Bacon Cheddar Quiche
Great with a Salad.
- 8 strips Scott Pete Bacon, cooked and crumbled
- 1 1/3 cups flour
- 1/8 teaspoon salt
- 1/2 cup butter, cut in small pieces
- 2 to 3 tablespoons very cold water
- 4 large eggs
- 1 1/2 cups light cream
- 1/4 teaspoon dried leaf thyme
- 1 cup shredded sharp Cheddar cheese
For crust: In a mixing bowl, mix together flour and salt. Cut in cold butter with a pastry blender until coarse crumbs form; add water very slowly, until dough holds together and forms a ball. Shape into a rounded disk, wrap in plastic wrap, and refrigerate for about 30 minutes.

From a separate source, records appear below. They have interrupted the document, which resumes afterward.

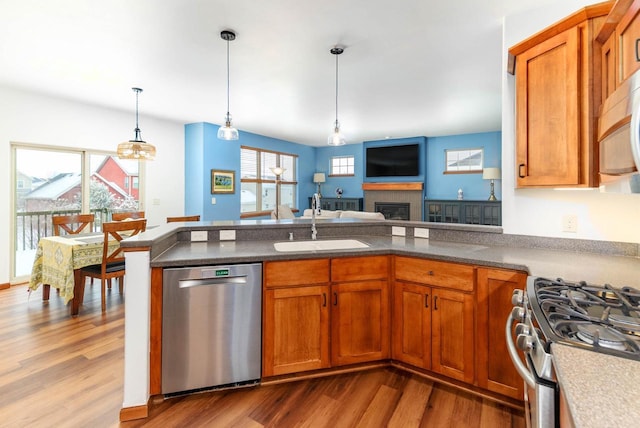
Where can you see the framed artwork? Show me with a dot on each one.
(223, 181)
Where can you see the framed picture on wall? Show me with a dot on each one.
(223, 181)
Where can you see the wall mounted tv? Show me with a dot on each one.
(393, 161)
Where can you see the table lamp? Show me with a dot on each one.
(278, 171)
(319, 178)
(491, 174)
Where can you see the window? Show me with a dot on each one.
(342, 165)
(259, 190)
(464, 161)
(54, 180)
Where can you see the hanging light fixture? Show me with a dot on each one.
(336, 138)
(227, 132)
(136, 148)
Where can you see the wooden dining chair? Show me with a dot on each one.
(135, 215)
(112, 265)
(183, 218)
(72, 224)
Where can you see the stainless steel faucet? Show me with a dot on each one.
(315, 206)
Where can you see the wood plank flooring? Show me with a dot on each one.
(59, 371)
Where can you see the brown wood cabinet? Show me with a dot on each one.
(619, 38)
(557, 104)
(360, 316)
(495, 369)
(314, 320)
(295, 316)
(433, 316)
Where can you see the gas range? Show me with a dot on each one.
(599, 318)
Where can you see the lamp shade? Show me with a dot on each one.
(318, 177)
(491, 174)
(277, 170)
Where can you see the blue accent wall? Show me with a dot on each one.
(445, 186)
(204, 152)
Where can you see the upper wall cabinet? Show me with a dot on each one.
(620, 41)
(557, 103)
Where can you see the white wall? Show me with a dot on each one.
(539, 212)
(31, 118)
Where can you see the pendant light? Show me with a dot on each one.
(136, 148)
(336, 138)
(228, 132)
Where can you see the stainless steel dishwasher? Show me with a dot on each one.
(211, 327)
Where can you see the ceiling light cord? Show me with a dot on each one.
(228, 83)
(137, 130)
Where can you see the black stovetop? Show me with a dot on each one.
(596, 317)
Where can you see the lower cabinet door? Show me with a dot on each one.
(359, 322)
(452, 334)
(296, 330)
(411, 320)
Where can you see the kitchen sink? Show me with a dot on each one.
(321, 245)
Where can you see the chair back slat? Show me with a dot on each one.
(183, 218)
(119, 230)
(128, 215)
(72, 224)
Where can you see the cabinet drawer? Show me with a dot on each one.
(296, 272)
(439, 274)
(359, 268)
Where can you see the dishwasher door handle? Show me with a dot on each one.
(205, 282)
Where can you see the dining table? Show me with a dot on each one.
(58, 262)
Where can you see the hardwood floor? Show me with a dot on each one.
(67, 372)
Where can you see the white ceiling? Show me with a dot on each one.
(410, 67)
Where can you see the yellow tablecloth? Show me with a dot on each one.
(58, 256)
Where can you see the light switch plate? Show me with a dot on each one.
(420, 232)
(227, 235)
(398, 231)
(199, 235)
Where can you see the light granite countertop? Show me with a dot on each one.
(601, 390)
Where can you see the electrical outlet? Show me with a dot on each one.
(570, 223)
(227, 235)
(398, 231)
(199, 235)
(420, 232)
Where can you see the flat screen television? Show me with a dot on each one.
(393, 161)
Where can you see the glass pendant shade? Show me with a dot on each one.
(228, 132)
(136, 149)
(133, 149)
(336, 138)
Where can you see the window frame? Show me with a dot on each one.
(260, 181)
(450, 169)
(348, 174)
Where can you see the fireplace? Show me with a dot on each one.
(409, 195)
(393, 210)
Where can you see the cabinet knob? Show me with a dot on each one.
(520, 173)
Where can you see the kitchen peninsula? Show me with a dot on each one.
(462, 259)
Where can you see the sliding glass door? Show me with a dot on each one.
(52, 181)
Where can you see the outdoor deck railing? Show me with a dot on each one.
(31, 226)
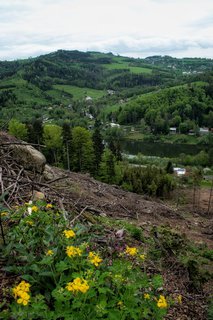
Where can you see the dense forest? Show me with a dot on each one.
(163, 91)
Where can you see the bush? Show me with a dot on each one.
(63, 275)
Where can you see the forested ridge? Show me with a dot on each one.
(54, 87)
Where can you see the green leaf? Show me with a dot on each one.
(29, 278)
(61, 266)
(46, 274)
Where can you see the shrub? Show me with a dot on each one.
(63, 275)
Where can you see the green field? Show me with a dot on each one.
(80, 93)
(125, 65)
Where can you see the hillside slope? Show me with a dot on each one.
(163, 232)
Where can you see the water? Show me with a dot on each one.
(159, 149)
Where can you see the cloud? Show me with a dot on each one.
(131, 27)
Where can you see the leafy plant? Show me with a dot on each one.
(64, 276)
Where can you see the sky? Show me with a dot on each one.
(134, 28)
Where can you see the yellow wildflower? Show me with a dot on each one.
(49, 253)
(131, 251)
(77, 285)
(161, 302)
(21, 293)
(24, 298)
(142, 257)
(179, 299)
(73, 251)
(4, 214)
(29, 222)
(120, 304)
(34, 208)
(146, 296)
(69, 234)
(94, 259)
(49, 206)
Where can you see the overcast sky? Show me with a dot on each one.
(136, 28)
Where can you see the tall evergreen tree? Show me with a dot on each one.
(98, 146)
(83, 152)
(67, 144)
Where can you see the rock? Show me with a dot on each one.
(38, 196)
(48, 173)
(30, 158)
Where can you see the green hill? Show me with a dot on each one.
(63, 84)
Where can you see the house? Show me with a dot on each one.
(204, 131)
(179, 171)
(173, 130)
(110, 92)
(89, 115)
(88, 99)
(114, 125)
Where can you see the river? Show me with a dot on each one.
(160, 149)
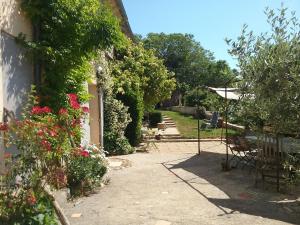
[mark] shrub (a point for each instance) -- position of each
(200, 113)
(155, 118)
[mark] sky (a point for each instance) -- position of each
(210, 21)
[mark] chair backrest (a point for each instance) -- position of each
(214, 119)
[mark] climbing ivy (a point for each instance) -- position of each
(70, 32)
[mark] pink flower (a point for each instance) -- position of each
(85, 109)
(46, 109)
(74, 104)
(73, 101)
(84, 153)
(63, 111)
(36, 110)
(46, 144)
(72, 96)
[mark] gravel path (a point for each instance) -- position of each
(172, 185)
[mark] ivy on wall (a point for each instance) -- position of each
(70, 32)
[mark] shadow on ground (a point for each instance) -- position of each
(236, 185)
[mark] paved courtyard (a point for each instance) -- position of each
(173, 185)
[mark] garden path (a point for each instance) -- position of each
(172, 185)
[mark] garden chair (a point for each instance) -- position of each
(270, 160)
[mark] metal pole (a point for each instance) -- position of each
(226, 123)
(199, 150)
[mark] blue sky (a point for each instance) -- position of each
(210, 21)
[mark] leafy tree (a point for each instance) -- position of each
(141, 66)
(269, 67)
(140, 82)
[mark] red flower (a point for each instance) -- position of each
(46, 144)
(75, 105)
(73, 96)
(85, 109)
(84, 153)
(63, 111)
(73, 101)
(3, 126)
(76, 122)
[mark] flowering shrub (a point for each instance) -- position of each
(86, 167)
(26, 207)
(49, 150)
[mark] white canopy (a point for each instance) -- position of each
(231, 92)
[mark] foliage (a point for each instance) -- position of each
(116, 116)
(140, 81)
(192, 64)
(49, 147)
(269, 65)
(69, 33)
(26, 207)
(155, 118)
(117, 144)
(188, 127)
(204, 98)
(86, 167)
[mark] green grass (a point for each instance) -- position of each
(188, 126)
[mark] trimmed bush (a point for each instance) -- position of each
(155, 118)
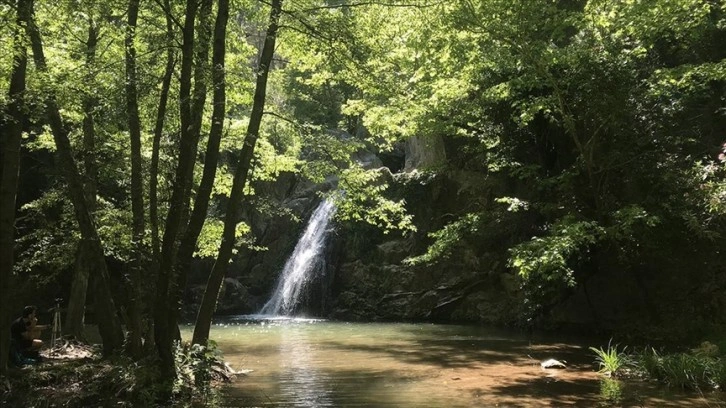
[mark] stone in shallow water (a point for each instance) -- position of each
(552, 363)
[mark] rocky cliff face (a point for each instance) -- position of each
(365, 276)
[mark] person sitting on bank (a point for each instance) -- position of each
(25, 331)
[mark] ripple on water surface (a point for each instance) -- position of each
(304, 362)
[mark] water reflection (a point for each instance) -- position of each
(311, 363)
(302, 384)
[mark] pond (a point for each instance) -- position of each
(314, 363)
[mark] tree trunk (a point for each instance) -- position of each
(11, 130)
(74, 323)
(158, 130)
(216, 276)
(137, 186)
(163, 334)
(201, 203)
(108, 322)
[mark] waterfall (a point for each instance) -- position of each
(302, 263)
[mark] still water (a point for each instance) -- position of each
(314, 363)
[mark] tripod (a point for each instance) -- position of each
(56, 333)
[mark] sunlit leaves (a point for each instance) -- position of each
(363, 201)
(447, 239)
(211, 237)
(551, 257)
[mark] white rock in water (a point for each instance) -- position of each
(552, 363)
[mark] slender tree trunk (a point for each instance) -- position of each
(216, 276)
(201, 203)
(158, 131)
(74, 323)
(10, 135)
(108, 322)
(201, 69)
(163, 334)
(137, 186)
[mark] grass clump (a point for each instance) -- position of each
(611, 360)
(702, 367)
(697, 369)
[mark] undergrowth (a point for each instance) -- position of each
(118, 381)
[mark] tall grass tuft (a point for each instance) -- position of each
(610, 360)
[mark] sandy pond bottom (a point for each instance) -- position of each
(313, 363)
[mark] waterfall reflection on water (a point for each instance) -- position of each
(301, 264)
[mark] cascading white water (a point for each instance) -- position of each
(301, 263)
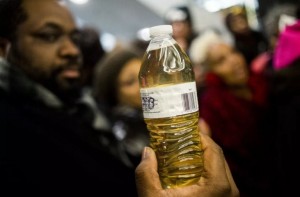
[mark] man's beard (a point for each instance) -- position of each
(69, 92)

- Preheat oven to 375 degrees.
- On a lightly floured surface with a floured rolling pin, roll out dough into a circle about 11 ½ inches in diameter. Fit dough into a 9-inch pie pan.

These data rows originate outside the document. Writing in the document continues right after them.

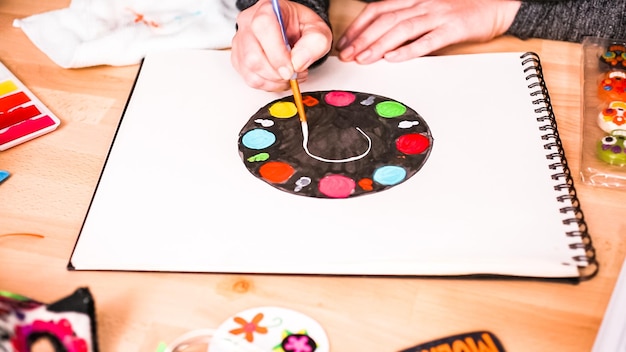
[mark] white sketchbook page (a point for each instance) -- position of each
(175, 195)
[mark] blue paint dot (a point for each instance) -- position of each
(258, 139)
(389, 175)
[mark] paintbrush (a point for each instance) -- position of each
(297, 96)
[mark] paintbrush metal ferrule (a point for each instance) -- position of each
(297, 97)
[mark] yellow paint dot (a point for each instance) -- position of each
(283, 110)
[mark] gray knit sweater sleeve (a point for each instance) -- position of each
(570, 20)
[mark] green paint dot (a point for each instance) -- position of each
(390, 109)
(259, 157)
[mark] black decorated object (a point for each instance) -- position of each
(352, 144)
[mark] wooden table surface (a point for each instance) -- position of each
(53, 179)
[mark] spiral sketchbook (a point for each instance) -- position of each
(492, 196)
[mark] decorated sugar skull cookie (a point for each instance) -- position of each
(614, 57)
(612, 117)
(612, 148)
(613, 86)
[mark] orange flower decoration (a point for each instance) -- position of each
(249, 328)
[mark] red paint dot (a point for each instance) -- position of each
(337, 186)
(339, 98)
(276, 171)
(412, 143)
(366, 184)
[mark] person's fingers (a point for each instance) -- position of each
(423, 45)
(364, 20)
(389, 32)
(315, 42)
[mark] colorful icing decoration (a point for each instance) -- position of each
(612, 118)
(614, 57)
(352, 144)
(271, 329)
(612, 148)
(613, 86)
(67, 325)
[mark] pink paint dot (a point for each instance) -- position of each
(337, 186)
(339, 98)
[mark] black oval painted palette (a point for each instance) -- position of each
(351, 145)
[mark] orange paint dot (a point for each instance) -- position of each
(309, 101)
(276, 171)
(366, 184)
(283, 110)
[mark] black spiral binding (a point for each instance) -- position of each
(539, 91)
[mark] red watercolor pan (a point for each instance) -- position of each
(22, 115)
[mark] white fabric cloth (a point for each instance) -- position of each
(122, 32)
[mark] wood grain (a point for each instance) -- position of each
(53, 180)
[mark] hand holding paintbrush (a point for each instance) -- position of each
(293, 82)
(259, 51)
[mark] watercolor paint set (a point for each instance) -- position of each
(603, 111)
(22, 115)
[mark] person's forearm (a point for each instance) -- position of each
(319, 6)
(570, 20)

- Leave about ¼ inch overhang of dough all the way around the edge. Prick dough with a fork. Line with foil and fill with dried beans or pie weights.
- Bake crust for 10 minutes.
- In a small bowl, whisk together the eggs, cream, and thyme. Pour into the baked crust. Crumble bacon over the top with the shredded Cheddar cheese.
- Bake for 25-30 minutes, or until quiche filling is set and lightly browned. Remove from oven and serve.